“Isn’t the birds’ way the same as one’s original nature?”
Tozan said, “O monk, why do you get everything upside-down?”
The monk asked, “What is this place where people get things upside-down?”
Tozan said, “If there were no topsy-turviness how could a servant become a lord?”
The mind is a servant and it has become the master. It is perfectly good as a mechanical computer, a biological miracle, but it is not the master. You have completely forgotten the master, and the servant has become the master in its absence.
Be awake to the beyond, to the within.
Get out of your mind to see who you are, what is your space without mind. And suddenly you will know how you have lived up to now in a topsy-turviness. The master is almost absent and the servant has become the lord.
The monk asked, “What is our original nature?”
Tozan answered, “Not taking the way of the birds.”
Tozan is a great master. When he saw that the monk is mediocre and would not understand immediately, without bringing mind in – would not see directly – he changed his statement out of compassion.
The monk could not understand what is “the way of the birds.”
Tozan answered…
contradicting himself
“Not taking the way of the birds.”
If you cannot understand the greatest insight directly, then you have to go from the ABC of religiousness. Zen is XYZ.

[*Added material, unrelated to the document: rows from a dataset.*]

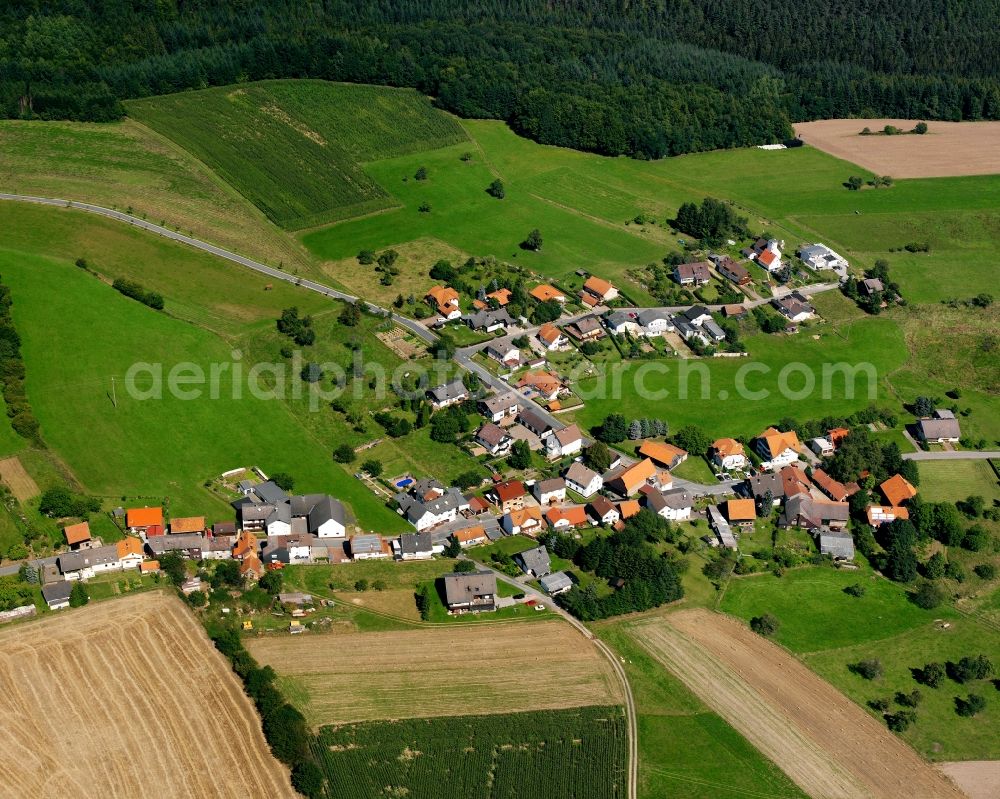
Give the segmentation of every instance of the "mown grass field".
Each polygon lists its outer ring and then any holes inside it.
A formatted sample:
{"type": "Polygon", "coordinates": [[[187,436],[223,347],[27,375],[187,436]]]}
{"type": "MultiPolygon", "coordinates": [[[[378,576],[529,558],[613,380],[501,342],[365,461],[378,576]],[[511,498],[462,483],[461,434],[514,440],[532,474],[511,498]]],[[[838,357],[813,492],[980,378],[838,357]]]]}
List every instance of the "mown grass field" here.
{"type": "Polygon", "coordinates": [[[933,502],[956,502],[978,494],[987,506],[1000,500],[1000,480],[988,461],[922,461],[920,495],[933,502]]]}
{"type": "Polygon", "coordinates": [[[873,714],[866,705],[869,700],[892,700],[897,691],[919,689],[923,699],[917,721],[902,735],[925,757],[942,761],[1000,757],[1000,704],[991,683],[962,686],[945,680],[933,689],[919,685],[910,672],[931,661],[945,663],[980,653],[1000,662],[996,629],[988,620],[978,621],[947,605],[921,610],[908,600],[903,587],[867,568],[800,569],[781,578],[733,579],[722,610],[744,620],[762,613],[776,616],[781,627],[775,640],[873,714]],[[865,586],[863,597],[843,592],[853,583],[865,586]],[[850,671],[849,664],[866,658],[879,659],[885,674],[868,681],[850,671]],[[970,691],[987,698],[987,710],[975,719],[963,719],[955,713],[954,699],[970,691]]]}
{"type": "Polygon", "coordinates": [[[595,632],[623,658],[639,726],[639,796],[793,799],[805,794],[666,672],[622,621],[595,632]]]}
{"type": "Polygon", "coordinates": [[[128,113],[296,230],[392,204],[360,161],[452,144],[464,134],[416,92],[268,81],[135,100],[128,113]]]}
{"type": "Polygon", "coordinates": [[[626,735],[620,707],[584,707],[327,727],[317,755],[344,799],[618,799],[626,735]]]}

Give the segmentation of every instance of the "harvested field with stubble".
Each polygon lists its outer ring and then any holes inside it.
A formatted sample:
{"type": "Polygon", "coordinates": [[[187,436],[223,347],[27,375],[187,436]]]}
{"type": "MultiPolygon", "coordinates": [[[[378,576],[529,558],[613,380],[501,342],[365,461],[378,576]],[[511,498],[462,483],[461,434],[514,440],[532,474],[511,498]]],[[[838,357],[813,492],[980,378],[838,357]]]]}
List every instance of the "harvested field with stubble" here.
{"type": "Polygon", "coordinates": [[[10,489],[18,502],[27,502],[39,494],[37,483],[24,470],[16,455],[0,460],[0,480],[10,489]]]}
{"type": "Polygon", "coordinates": [[[252,639],[314,727],[613,705],[610,664],[561,621],[252,639]]]}
{"type": "Polygon", "coordinates": [[[639,622],[631,631],[810,796],[962,796],[878,721],[735,619],[689,610],[639,622]]]}
{"type": "Polygon", "coordinates": [[[943,178],[1000,173],[1000,122],[928,122],[923,135],[859,135],[866,127],[878,132],[886,125],[910,131],[919,121],[822,119],[796,123],[795,135],[877,175],[943,178]]]}
{"type": "Polygon", "coordinates": [[[229,664],[166,594],[3,630],[0,683],[0,796],[297,796],[229,664]]]}

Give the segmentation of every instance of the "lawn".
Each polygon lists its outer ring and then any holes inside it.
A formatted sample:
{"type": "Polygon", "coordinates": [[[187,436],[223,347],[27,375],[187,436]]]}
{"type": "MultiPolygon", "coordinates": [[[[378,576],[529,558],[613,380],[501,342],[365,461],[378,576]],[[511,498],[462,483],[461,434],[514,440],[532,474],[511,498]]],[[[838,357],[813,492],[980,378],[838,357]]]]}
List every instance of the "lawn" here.
{"type": "Polygon", "coordinates": [[[639,727],[640,799],[805,796],[654,661],[627,623],[601,622],[594,631],[621,656],[632,687],[639,727]]]}
{"type": "Polygon", "coordinates": [[[955,502],[973,494],[987,506],[1000,500],[1000,481],[989,461],[921,461],[920,496],[933,502],[955,502]]]}
{"type": "MultiPolygon", "coordinates": [[[[65,260],[3,250],[0,274],[12,289],[42,435],[89,491],[119,501],[161,498],[177,514],[227,519],[231,509],[204,481],[256,463],[294,474],[299,490],[334,494],[366,525],[404,526],[283,404],[248,390],[234,398],[229,372],[221,375],[218,399],[207,389],[197,399],[169,391],[159,400],[130,395],[125,376],[135,364],[159,364],[166,377],[176,364],[208,373],[211,364],[231,361],[230,347],[214,334],[152,311],[65,260]]],[[[150,379],[135,385],[148,388],[150,379]]]]}
{"type": "Polygon", "coordinates": [[[947,607],[918,608],[902,586],[867,567],[856,571],[803,567],[783,577],[734,577],[721,609],[745,620],[772,614],[781,625],[775,640],[799,654],[877,641],[937,618],[957,617],[947,607]],[[844,593],[855,583],[866,588],[861,598],[844,593]]]}
{"type": "Polygon", "coordinates": [[[324,81],[183,92],[127,110],[292,230],[392,205],[361,161],[465,138],[414,91],[324,81]]]}

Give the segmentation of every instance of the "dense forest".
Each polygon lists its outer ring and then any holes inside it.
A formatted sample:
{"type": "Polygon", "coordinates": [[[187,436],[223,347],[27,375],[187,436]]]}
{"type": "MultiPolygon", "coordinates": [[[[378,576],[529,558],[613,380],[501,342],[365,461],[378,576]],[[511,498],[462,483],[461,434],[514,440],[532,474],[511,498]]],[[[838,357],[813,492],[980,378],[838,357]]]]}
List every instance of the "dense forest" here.
{"type": "Polygon", "coordinates": [[[1000,118],[998,0],[8,0],[0,114],[278,77],[412,86],[609,155],[844,116],[1000,118]]]}

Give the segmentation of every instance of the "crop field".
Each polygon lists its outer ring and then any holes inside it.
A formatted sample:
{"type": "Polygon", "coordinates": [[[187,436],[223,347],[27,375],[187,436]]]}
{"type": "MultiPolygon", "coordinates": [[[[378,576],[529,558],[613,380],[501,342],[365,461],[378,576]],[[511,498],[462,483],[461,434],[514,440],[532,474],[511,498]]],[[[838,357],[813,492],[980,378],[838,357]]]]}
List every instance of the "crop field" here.
{"type": "Polygon", "coordinates": [[[292,230],[392,205],[359,161],[464,138],[416,92],[321,81],[226,86],[127,108],[292,230]]]}
{"type": "Polygon", "coordinates": [[[621,799],[620,707],[372,721],[326,727],[317,755],[333,799],[621,799]]]}
{"type": "Polygon", "coordinates": [[[0,480],[6,484],[18,502],[27,502],[38,496],[38,484],[24,470],[17,456],[0,460],[0,480]]]}
{"type": "Polygon", "coordinates": [[[298,242],[204,164],[134,120],[3,120],[0,150],[5,192],[131,209],[150,222],[275,266],[309,263],[298,242]]]}
{"type": "Polygon", "coordinates": [[[297,796],[229,664],[163,593],[3,630],[0,675],[4,796],[297,796]]]}
{"type": "Polygon", "coordinates": [[[920,495],[931,502],[956,502],[978,494],[987,506],[1000,500],[1000,480],[988,461],[923,461],[920,495]]]}
{"type": "Polygon", "coordinates": [[[278,672],[315,727],[622,699],[604,657],[561,621],[252,638],[246,645],[278,672]]]}
{"type": "MultiPolygon", "coordinates": [[[[368,524],[386,531],[402,525],[281,401],[258,399],[246,385],[237,398],[231,370],[220,373],[216,398],[208,386],[197,398],[166,386],[159,400],[129,393],[124,378],[133,364],[162,365],[166,381],[176,364],[194,363],[210,375],[211,364],[232,363],[231,346],[214,333],[126,298],[72,262],[3,250],[0,274],[12,288],[42,435],[89,491],[166,495],[175,513],[228,519],[231,509],[202,484],[252,462],[294,474],[301,491],[335,494],[368,524]]],[[[149,389],[151,381],[147,375],[135,385],[149,389]]]]}
{"type": "Polygon", "coordinates": [[[931,122],[923,135],[858,135],[866,127],[881,131],[886,125],[909,131],[919,121],[823,119],[797,123],[795,135],[879,175],[936,178],[1000,172],[1000,125],[996,122],[931,122]]]}
{"type": "Polygon", "coordinates": [[[732,619],[681,611],[636,623],[635,636],[807,794],[961,796],[883,724],[732,619]]]}

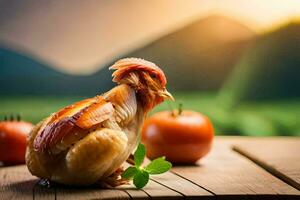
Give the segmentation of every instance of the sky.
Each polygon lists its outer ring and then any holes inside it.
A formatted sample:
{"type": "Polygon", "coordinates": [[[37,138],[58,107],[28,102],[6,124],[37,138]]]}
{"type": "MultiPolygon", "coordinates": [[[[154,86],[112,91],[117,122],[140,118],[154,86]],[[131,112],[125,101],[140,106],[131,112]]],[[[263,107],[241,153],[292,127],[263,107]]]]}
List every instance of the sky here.
{"type": "Polygon", "coordinates": [[[300,19],[300,1],[0,0],[0,46],[60,71],[89,74],[210,15],[231,17],[259,34],[300,19]]]}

When a monk asked Kassan, “What is the way?” he answered, “The sun overflows our eyes; for ten thousand leagues not a cloud hangs in the sky.”
This is the way – just spaciousness, nothing clouding your consciousness, no anger, no greed. no ego; just a pure, innocent being.
“What is the real form of the universe?” asked the monk.
“The fishes at play in the clear-flowing water make their mistakes,” replied Kassan.